US export controls are pushing China’s AI chip industry away from GPUs and toward custom silicon
The business move
US export controls have cut off China’s access to high-end general-purpose GPUs from Nvidia, forcing a strategic pivot in its AI chip industry. Instead of copying Nvidia’s GPU designs, China’s biggest tech companies are now focusing on application-specific integrated circuits, or ASICs. These custom chips are built to excel at specific AI tasks rather than handle a wide variety of workloads.
Why it matters
GPUs dominate AI model training and inference because of their versatility. Losing access to these chips puts China’s AI hardware development under pressure, pushing companies to bet on specialized silicon engineered to optimize certain functions, like natural language processing or image recognition. This shifts the innovation path and chip ecosystem in China away from the flexible GPU model towards more narrowly targeted solutions. This change may slow China’s ability to compete in general AI workloads but could foster breakthroughs in efficiency and specialized performance. It also raises entry barriers for startups and raises costs because ASIC development requires significant upfront investment and expertise.

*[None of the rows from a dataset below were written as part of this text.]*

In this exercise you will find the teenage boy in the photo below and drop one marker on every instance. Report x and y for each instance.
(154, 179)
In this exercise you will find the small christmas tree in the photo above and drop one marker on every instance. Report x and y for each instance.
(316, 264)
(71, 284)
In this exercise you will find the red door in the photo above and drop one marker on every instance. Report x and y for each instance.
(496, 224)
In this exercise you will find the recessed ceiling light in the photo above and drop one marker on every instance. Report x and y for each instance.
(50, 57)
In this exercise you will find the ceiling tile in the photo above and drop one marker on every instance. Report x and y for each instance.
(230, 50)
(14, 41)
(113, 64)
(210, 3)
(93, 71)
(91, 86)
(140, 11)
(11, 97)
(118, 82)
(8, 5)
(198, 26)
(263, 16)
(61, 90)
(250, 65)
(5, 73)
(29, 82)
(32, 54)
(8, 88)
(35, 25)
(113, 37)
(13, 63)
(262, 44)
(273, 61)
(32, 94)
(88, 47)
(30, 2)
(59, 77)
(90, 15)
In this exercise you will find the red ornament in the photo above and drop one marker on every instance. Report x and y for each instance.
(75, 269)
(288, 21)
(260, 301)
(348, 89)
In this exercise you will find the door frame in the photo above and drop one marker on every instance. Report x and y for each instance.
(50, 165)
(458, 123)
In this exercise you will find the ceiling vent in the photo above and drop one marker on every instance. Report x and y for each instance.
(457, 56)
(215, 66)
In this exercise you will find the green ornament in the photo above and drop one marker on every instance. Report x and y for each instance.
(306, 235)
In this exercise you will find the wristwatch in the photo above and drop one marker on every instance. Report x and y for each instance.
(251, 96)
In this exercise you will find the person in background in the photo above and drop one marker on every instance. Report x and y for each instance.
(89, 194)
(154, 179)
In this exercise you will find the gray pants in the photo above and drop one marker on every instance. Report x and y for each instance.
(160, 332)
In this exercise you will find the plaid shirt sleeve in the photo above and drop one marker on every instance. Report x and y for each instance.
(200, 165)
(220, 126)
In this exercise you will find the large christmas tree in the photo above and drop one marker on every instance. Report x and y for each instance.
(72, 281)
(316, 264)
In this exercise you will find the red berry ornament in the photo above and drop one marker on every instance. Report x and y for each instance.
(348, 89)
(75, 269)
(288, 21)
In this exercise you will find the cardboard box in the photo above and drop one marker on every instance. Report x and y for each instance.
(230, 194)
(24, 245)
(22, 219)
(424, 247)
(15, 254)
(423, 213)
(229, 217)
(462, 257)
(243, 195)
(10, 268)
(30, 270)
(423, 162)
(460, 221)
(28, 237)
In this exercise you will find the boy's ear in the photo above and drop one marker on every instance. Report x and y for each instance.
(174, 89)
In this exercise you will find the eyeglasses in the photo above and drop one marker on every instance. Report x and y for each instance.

Who gains and who gets squeezed
US chipmakers and GPU vendors retain a competitive edge, as their dominant hardware remains largely inaccessible to China’s top AI builders. Chinese firms with resources to invest in ASIC design gain ground through tighter integration of AI workloads with tailor-made silicon. Startups relying on off-the-shelf GPUs face limits, as does anyone outside China betting on a fast GPU-based AI hardware catch-up. Global AI infrastructure suppliers will see China slowly recalibrate its chip supply chain and AI model deployment strategies. Meanwhile, US export controls extend their impact, pressuring China’s ambitions in AI chip autonomy.
What to watch next
Monitor how fast Chinese companies can develop ASICs that deliver competitive AI performance across critical applications. Watch for any shift in AI software frameworks and model design that optimize for ASICs rather than GPUs. Keep an eye on export regulation changes that may loosen or tighten chip availability. Investors and operators should track potential cost shifts in China’s AI chip market and how Chinese firms balance ASIC development costs with AI performance needs.